La nouvelle formule issue du texte de la commission prévoit donc un seuil de 150 000 signataires, de nationalité française ou résidant régulièrement en France, domiciliés au minimum dans 30 départements et collectivités d’Outre-mer français. Une obligation de répartition territoriale destinée à faire émerger des sujets nationaux, les sujets locaux pouvant être traités par les chambres régionales du CESE.

Deux innovations de taille visent par ailleurs à élargir l’accès aux pétitions citoyennes. D’une part, la possibilité de les parapher en ligne (seules les signatures papiers sont actuellement acceptées) et d’autre part l’ouverture de ce droit de pétition aux jeunes de 16 à 18 ans. Un geste à destination de la jeunesse, très impliquée sur les thématiques environnementales et défendu, mardi, par le garde des Sceaux Éric Dupond-Moretti :

Outre l’environnement, les textes pourront également aborder des thématiques nationales économique et social. Si la pétition remplie toutes les conditions nécessaires, le Cese aura alors six mois pour se prononcer en « assemblée plénière » sur le sujet soulevé et proposer des débouchés à l’interpellation citoyenne.

Le CESE futur organisateur de consultations citoyennes, à l’image de la Convention pour le climat

Dans la foulée du mouvement des « gilets jaunes » et du Grand débat national, le président de la République avait lancé la Convention citoyenne pour le climat. 150 citoyens tirés au sort pour faire des propositions à l’exécutif.

Le gouvernement et la majorité souhaitent faciliter cet exercice de participation en permettant au CESE d’organiser des consultations publiques par tirage au sort de citoyens représentatifs de la population métropolitaine et d’Outre-mer. Une obligation de « représentativité », ajoutée par amendement. Ces consultations viseraient à « éclairer le gouvernement et le Parlement sur les conséquences à long terme des décisions prises ».

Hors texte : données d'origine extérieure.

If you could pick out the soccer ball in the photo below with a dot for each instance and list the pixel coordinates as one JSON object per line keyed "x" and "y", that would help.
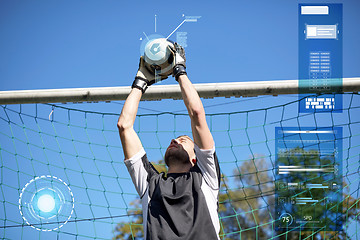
{"x": 158, "y": 56}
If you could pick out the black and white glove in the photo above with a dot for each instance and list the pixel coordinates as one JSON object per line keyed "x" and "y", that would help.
{"x": 145, "y": 76}
{"x": 179, "y": 61}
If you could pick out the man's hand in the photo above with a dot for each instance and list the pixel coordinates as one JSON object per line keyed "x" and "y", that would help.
{"x": 179, "y": 61}
{"x": 145, "y": 76}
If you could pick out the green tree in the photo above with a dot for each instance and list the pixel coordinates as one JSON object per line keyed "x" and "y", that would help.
{"x": 247, "y": 205}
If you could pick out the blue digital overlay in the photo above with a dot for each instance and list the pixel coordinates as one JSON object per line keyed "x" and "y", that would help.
{"x": 308, "y": 179}
{"x": 320, "y": 57}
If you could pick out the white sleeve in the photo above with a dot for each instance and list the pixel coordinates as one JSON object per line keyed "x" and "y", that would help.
{"x": 207, "y": 162}
{"x": 138, "y": 172}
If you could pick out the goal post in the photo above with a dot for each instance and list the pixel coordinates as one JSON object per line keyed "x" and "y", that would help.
{"x": 158, "y": 92}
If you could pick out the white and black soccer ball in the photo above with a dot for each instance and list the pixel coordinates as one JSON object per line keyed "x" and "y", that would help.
{"x": 158, "y": 56}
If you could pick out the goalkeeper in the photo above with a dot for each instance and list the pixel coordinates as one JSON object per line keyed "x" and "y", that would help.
{"x": 183, "y": 204}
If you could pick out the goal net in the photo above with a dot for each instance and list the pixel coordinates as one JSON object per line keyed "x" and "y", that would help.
{"x": 63, "y": 176}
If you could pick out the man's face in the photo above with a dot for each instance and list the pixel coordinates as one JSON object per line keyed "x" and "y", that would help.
{"x": 182, "y": 149}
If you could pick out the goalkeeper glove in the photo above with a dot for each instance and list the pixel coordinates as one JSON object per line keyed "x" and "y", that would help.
{"x": 145, "y": 76}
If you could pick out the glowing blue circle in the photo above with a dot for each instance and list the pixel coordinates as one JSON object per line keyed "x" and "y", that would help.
{"x": 46, "y": 203}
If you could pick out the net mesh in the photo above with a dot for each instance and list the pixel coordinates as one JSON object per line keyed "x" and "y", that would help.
{"x": 81, "y": 150}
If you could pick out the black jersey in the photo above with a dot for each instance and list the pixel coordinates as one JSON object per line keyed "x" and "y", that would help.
{"x": 179, "y": 206}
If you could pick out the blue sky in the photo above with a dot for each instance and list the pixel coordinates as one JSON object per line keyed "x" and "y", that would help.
{"x": 70, "y": 44}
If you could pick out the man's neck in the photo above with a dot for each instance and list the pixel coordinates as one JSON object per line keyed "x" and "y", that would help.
{"x": 179, "y": 169}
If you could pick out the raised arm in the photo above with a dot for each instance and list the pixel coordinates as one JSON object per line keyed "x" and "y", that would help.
{"x": 129, "y": 139}
{"x": 200, "y": 130}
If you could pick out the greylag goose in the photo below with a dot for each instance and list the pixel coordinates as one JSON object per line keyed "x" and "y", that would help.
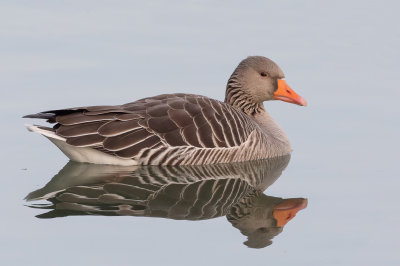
{"x": 189, "y": 192}
{"x": 179, "y": 129}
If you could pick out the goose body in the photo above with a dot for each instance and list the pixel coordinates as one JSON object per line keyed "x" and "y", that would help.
{"x": 173, "y": 129}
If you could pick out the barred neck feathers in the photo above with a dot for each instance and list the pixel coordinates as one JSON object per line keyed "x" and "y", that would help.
{"x": 240, "y": 99}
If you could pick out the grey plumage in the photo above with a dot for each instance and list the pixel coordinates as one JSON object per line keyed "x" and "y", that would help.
{"x": 181, "y": 129}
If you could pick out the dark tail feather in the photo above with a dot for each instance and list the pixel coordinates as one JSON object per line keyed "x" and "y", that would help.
{"x": 49, "y": 116}
{"x": 39, "y": 115}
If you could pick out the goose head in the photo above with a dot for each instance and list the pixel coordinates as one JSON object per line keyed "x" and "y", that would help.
{"x": 255, "y": 80}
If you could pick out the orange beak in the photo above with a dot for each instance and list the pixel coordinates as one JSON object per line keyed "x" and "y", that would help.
{"x": 287, "y": 209}
{"x": 286, "y": 94}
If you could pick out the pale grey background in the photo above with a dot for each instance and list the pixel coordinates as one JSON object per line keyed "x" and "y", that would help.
{"x": 342, "y": 56}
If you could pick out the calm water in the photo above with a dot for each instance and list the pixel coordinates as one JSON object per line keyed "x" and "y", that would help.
{"x": 343, "y": 57}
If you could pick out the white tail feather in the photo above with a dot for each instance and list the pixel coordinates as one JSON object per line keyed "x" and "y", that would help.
{"x": 81, "y": 154}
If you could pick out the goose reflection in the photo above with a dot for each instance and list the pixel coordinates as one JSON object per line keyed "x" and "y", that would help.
{"x": 176, "y": 192}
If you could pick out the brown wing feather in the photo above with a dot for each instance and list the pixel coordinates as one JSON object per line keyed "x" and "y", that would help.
{"x": 169, "y": 120}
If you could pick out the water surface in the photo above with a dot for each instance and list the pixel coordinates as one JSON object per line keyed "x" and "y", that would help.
{"x": 342, "y": 56}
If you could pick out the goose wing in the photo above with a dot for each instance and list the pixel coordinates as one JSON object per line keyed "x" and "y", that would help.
{"x": 168, "y": 120}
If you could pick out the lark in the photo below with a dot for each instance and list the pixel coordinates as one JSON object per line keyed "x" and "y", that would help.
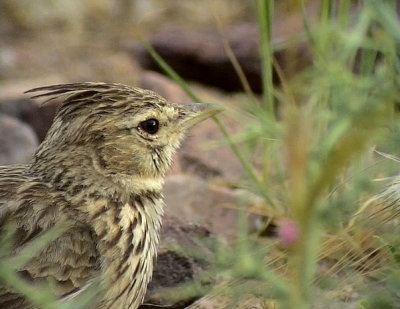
{"x": 101, "y": 168}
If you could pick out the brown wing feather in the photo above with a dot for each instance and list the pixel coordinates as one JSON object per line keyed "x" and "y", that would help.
{"x": 69, "y": 261}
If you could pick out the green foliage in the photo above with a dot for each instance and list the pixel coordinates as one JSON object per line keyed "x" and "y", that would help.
{"x": 332, "y": 113}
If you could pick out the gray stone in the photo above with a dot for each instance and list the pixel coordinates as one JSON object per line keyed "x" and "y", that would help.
{"x": 17, "y": 141}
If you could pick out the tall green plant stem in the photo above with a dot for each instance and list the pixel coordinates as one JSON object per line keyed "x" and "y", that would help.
{"x": 265, "y": 9}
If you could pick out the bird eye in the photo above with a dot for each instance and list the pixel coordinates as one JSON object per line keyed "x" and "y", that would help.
{"x": 149, "y": 125}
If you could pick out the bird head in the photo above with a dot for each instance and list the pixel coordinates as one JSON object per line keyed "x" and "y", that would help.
{"x": 123, "y": 131}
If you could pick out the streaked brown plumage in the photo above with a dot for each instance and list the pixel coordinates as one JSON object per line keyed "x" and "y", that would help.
{"x": 101, "y": 168}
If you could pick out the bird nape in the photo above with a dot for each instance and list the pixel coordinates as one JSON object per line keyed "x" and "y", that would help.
{"x": 100, "y": 168}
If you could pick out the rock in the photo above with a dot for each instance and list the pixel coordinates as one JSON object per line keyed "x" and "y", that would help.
{"x": 196, "y": 158}
{"x": 174, "y": 268}
{"x": 163, "y": 86}
{"x": 200, "y": 55}
{"x": 18, "y": 142}
{"x": 192, "y": 199}
{"x": 39, "y": 117}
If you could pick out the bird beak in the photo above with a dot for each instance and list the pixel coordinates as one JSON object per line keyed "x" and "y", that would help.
{"x": 197, "y": 112}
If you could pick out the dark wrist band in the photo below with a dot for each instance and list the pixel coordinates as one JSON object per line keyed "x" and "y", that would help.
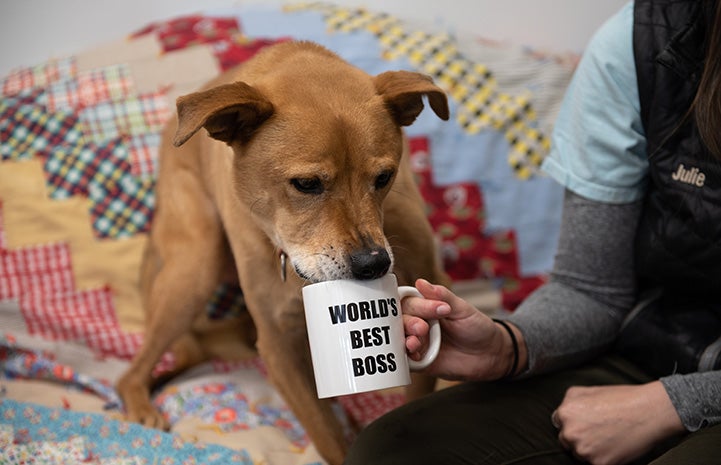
{"x": 514, "y": 341}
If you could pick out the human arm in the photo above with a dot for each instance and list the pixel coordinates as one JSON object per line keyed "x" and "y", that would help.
{"x": 473, "y": 346}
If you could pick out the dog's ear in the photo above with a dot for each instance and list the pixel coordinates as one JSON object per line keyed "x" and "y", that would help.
{"x": 228, "y": 112}
{"x": 403, "y": 92}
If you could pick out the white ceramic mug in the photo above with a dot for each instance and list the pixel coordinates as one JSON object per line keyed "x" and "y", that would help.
{"x": 356, "y": 335}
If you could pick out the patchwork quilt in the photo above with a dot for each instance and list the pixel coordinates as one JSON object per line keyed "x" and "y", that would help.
{"x": 79, "y": 137}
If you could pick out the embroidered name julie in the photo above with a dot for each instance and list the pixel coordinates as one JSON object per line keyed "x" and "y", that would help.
{"x": 692, "y": 176}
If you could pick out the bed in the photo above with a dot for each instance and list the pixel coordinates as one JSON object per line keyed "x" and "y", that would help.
{"x": 78, "y": 140}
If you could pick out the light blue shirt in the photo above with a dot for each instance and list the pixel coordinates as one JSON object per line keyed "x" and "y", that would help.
{"x": 599, "y": 148}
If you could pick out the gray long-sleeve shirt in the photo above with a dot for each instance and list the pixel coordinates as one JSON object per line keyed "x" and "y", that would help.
{"x": 577, "y": 314}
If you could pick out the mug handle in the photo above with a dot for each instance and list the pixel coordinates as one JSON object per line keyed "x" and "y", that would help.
{"x": 435, "y": 333}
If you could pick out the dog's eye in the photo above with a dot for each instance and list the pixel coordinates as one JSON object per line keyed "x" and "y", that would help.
{"x": 383, "y": 179}
{"x": 308, "y": 185}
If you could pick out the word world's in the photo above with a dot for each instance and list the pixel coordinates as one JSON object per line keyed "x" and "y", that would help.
{"x": 368, "y": 337}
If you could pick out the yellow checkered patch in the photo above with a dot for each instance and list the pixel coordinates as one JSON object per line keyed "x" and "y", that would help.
{"x": 481, "y": 105}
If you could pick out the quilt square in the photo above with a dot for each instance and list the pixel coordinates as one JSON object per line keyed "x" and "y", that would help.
{"x": 38, "y": 76}
{"x": 86, "y": 316}
{"x": 29, "y": 130}
{"x": 122, "y": 209}
{"x": 131, "y": 117}
{"x": 111, "y": 83}
{"x": 44, "y": 269}
{"x": 71, "y": 169}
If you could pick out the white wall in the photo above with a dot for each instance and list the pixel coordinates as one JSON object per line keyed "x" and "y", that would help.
{"x": 32, "y": 31}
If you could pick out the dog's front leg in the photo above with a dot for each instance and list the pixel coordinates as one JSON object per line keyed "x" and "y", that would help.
{"x": 283, "y": 346}
{"x": 177, "y": 295}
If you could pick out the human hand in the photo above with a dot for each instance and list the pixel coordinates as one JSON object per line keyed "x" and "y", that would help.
{"x": 473, "y": 347}
{"x": 612, "y": 425}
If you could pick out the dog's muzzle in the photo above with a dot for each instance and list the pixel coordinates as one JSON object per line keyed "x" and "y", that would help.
{"x": 370, "y": 263}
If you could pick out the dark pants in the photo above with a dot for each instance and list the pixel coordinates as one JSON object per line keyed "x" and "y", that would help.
{"x": 506, "y": 423}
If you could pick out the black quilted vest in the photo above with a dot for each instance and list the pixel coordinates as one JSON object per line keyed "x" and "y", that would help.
{"x": 678, "y": 242}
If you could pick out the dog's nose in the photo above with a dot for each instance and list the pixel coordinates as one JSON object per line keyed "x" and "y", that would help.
{"x": 369, "y": 264}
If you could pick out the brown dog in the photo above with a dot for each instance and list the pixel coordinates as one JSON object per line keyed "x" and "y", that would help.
{"x": 302, "y": 159}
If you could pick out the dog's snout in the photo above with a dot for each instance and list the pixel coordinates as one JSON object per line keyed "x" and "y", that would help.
{"x": 369, "y": 264}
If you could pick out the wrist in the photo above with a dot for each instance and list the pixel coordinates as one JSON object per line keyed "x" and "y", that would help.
{"x": 512, "y": 357}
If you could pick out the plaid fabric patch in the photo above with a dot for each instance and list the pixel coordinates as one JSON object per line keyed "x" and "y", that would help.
{"x": 131, "y": 117}
{"x": 45, "y": 269}
{"x": 481, "y": 104}
{"x": 227, "y": 301}
{"x": 87, "y": 316}
{"x": 70, "y": 170}
{"x": 90, "y": 88}
{"x": 144, "y": 154}
{"x": 38, "y": 76}
{"x": 28, "y": 130}
{"x": 123, "y": 208}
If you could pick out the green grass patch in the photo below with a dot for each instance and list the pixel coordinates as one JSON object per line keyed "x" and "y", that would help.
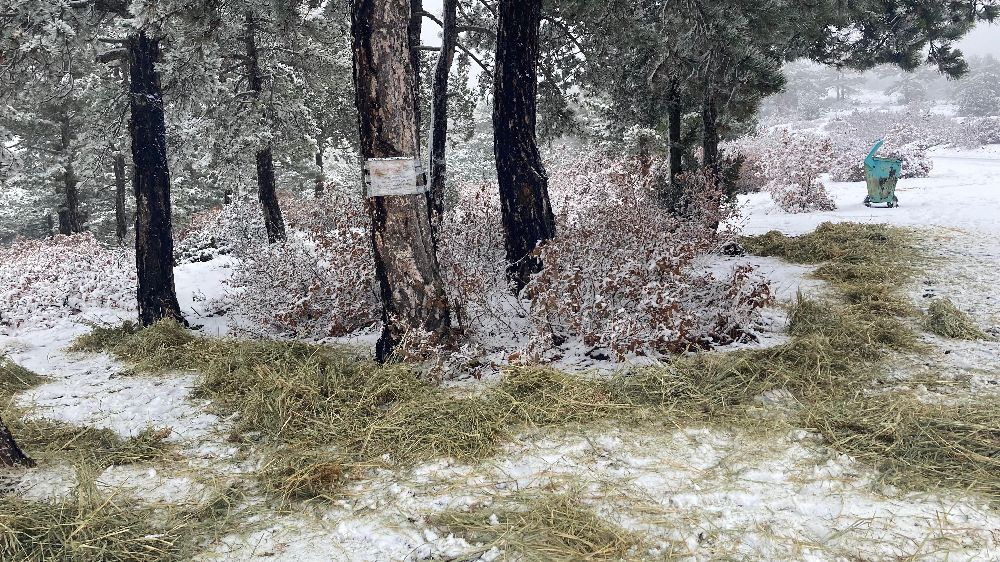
{"x": 553, "y": 527}
{"x": 15, "y": 378}
{"x": 916, "y": 444}
{"x": 91, "y": 525}
{"x": 945, "y": 319}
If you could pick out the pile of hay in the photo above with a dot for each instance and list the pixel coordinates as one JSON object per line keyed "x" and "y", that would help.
{"x": 945, "y": 319}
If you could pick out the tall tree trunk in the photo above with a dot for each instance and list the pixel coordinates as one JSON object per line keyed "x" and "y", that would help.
{"x": 414, "y": 28}
{"x": 439, "y": 109}
{"x": 710, "y": 133}
{"x": 320, "y": 184}
{"x": 266, "y": 190}
{"x": 411, "y": 289}
{"x": 10, "y": 453}
{"x": 154, "y": 245}
{"x": 710, "y": 152}
{"x": 69, "y": 211}
{"x": 524, "y": 197}
{"x": 121, "y": 215}
{"x": 674, "y": 132}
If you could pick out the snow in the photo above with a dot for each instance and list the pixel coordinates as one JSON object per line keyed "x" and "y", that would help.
{"x": 962, "y": 192}
{"x": 702, "y": 493}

Ces consultations pourront également être organisées à l’initiative du gouvernement, du président de l’Assemblée nationale et du président du Sénat. « Cette réforme, c’est donner la capacité au CESE d’être la boîte à outils de l’invention de la participation citoyenne », assure le député MoDem Erwan Balanant, rapporteur du texte.

Au terme de la réforme prévue par ce projet de loi, le composition du Conseil économique, social et environnemental verra par ailleurs son nombre de conseillers baisser d’un quart, passant de 233 à 175, à l’image de ce que prévoyait Emmanuel Macron pour l’Assemblée et le Sénat dans un processus de révision constitutionnelle actuellement bloquée.

Le texte du gouvernement, qui a franchi cette semaine la première marche de son examen à l’Assemblée, doit maintenant être examiné à partir du mercredi 16 septembre dans l’hémicycle du Palais Bourbon.